The annual game of leap frog in the standings has made Leafs fans feel like they are trapped in a giant hamster ball that bounces around a giant roulette wheel. Where the ball lands is still uncertain, but the last 48 hours have seen fans elated by a possible Habs match up and then deflated by a chance that the Leafs will play Boston in the first round of the playoffs.
Since the Leafs have been all-but dominated by the Bruins over the last two years, hopeful Leafs fans have been sobered up before they even felt the intoxicating buzz of playoff hockey. Personally, I'm already having nightmares about Bruins fans celebrating a sweep of the Leafs by brandishing Swiffers with "thank you Kessel" stamped on them.
OR perhaps the dread of facing Boston is completely unfounded. Maybe Dave Nonis--seated in some dimly-lit, dystopian office--is laughing right now as everything has developed as planned.
What if the Leafs have been coy over the last two years, making it seem as though they are unable to beat the Bruins? What if, now that everyone (including the Bs themselves) expect an easy sweep if this match up happens, the Leafs shock the world by turning TD Garden into a bear-baiting ring?
Not buying it? Consider the following statistical absurdity: Phil Kessel is a point-per-game player right now, and yet he (if I'm not mistaken) hasn't scored against Boston this entire season. Furthermore, his record against Boston has been pathetic since he became a Leaf. Does Kessel simply forget how to play hockey because the sight of his old team dumbfounds him, or is he simply holding back?

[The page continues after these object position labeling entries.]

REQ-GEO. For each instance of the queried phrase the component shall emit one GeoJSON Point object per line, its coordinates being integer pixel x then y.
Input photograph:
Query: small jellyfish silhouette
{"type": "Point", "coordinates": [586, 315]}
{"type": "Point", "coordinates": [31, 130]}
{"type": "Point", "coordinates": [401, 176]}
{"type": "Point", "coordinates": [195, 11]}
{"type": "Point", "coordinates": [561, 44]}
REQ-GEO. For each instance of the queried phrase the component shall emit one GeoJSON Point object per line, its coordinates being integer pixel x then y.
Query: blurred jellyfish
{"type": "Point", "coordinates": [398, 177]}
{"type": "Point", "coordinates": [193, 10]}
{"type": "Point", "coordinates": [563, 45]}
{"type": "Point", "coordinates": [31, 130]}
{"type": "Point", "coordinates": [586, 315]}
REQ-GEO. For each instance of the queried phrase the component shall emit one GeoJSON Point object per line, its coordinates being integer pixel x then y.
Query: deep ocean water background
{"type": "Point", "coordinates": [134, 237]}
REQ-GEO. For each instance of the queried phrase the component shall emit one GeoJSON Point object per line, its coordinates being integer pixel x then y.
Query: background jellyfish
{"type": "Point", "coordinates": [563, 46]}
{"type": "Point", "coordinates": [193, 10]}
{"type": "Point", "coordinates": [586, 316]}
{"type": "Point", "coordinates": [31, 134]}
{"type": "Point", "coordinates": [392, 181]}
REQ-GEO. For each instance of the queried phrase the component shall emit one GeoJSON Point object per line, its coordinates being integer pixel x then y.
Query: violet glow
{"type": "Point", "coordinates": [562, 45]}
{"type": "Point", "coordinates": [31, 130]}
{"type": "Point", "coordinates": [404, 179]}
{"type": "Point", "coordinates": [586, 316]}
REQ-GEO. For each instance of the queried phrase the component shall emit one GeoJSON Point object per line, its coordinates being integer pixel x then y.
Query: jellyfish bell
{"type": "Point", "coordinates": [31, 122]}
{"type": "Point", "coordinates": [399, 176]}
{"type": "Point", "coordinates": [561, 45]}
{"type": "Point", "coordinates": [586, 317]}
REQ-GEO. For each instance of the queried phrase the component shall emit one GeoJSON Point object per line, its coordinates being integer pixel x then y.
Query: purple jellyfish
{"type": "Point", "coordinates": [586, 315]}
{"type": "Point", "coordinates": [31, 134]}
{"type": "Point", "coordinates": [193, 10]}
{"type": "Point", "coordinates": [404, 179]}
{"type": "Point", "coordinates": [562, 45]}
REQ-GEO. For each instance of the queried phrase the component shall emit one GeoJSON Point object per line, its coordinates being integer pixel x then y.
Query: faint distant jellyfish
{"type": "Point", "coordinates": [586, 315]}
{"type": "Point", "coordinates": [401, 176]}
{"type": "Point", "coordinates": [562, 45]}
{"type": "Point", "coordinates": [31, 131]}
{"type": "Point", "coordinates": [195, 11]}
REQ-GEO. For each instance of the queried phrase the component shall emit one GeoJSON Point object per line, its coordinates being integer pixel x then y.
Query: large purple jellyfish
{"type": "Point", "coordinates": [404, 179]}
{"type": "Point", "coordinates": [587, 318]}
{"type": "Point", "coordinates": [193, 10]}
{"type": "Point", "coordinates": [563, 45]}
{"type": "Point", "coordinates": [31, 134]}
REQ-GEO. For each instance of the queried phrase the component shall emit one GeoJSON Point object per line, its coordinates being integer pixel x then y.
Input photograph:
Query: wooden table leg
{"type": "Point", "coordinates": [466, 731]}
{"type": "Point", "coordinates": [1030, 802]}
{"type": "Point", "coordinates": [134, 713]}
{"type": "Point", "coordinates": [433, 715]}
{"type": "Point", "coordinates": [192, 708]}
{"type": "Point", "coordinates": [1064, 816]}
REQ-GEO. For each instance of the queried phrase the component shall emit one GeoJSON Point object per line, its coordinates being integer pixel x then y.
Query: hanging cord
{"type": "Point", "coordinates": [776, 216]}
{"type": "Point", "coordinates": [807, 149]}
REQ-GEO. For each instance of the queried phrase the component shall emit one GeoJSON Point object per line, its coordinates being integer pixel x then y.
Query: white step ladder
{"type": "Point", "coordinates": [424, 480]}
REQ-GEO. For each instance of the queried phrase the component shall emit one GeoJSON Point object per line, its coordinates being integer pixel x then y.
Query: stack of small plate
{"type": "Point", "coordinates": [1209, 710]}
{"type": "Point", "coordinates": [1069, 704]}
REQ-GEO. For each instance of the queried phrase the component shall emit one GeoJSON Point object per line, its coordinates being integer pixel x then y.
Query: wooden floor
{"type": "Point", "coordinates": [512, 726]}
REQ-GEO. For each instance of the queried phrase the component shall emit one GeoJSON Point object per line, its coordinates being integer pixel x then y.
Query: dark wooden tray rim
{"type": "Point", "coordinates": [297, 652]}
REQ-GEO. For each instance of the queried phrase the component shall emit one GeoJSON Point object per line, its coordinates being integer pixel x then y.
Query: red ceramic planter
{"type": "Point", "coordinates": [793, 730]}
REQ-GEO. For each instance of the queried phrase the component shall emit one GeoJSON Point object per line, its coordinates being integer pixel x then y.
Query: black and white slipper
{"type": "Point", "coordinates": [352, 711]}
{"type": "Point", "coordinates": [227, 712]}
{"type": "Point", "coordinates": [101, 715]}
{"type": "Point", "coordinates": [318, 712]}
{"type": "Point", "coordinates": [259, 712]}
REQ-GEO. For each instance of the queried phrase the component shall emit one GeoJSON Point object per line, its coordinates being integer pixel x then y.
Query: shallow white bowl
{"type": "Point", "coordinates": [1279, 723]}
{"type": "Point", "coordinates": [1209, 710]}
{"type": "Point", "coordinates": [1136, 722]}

I predict that Kessel is stockpiling offensive energy for the first day of the playoffs, in which he will score 42 goals, notch 39 assists, KO Tyler Seguin off the opening face off, and end the game with a +/- rating of +7. When he levelled Seguin last month, Kessel--who is likely in on the conspiracy--gave us a teaser of what's to come in the playoffs.
Here comes the #81 pain-train: destination, Sweepsville.
How will Kessel score so many goals against Boston? Simple through the Leafs' previous tampering with Tuukka Rask's DNA. Few doubt that Boston won the Rask-for-Raycroft trade in 2006. But this apparently lopsided deal may have actually been a deviously well-orchestrated attempt to infiltrate and then implode Boston's crease by sending them a goalie who is biologically wired to self-destruct this spring. The Leafs could have struck earlier, but Boston moved Tim Thomas ahead of Rask in their goalie depth. Now with Thomas' mysterious disappearance, the Leafs' patience will finally pay off.
So to recap, Leafs fans have nothing to fear because they have lulled the Bruins into a false sense of superiority, which will be shattered when Kessel unleashes his full offensive potential on a goaltender whose athletic ability has served as a Trojan horse concealing the genetic deficiencies that have turned him into something like a fifth column. Add to this conspiracy theory the possibility that Brain Burke was fired because he wouldn't cooperate with these plans, and every blunder the Leafs have made over the last seven years suddenly seems ingenious.
Still not convinced? Consider this last point: Nonis' name backwards is Sinon, which is the name of the guy who convinced the Trojans to tear down their walls and bring the Trojan horse into the city.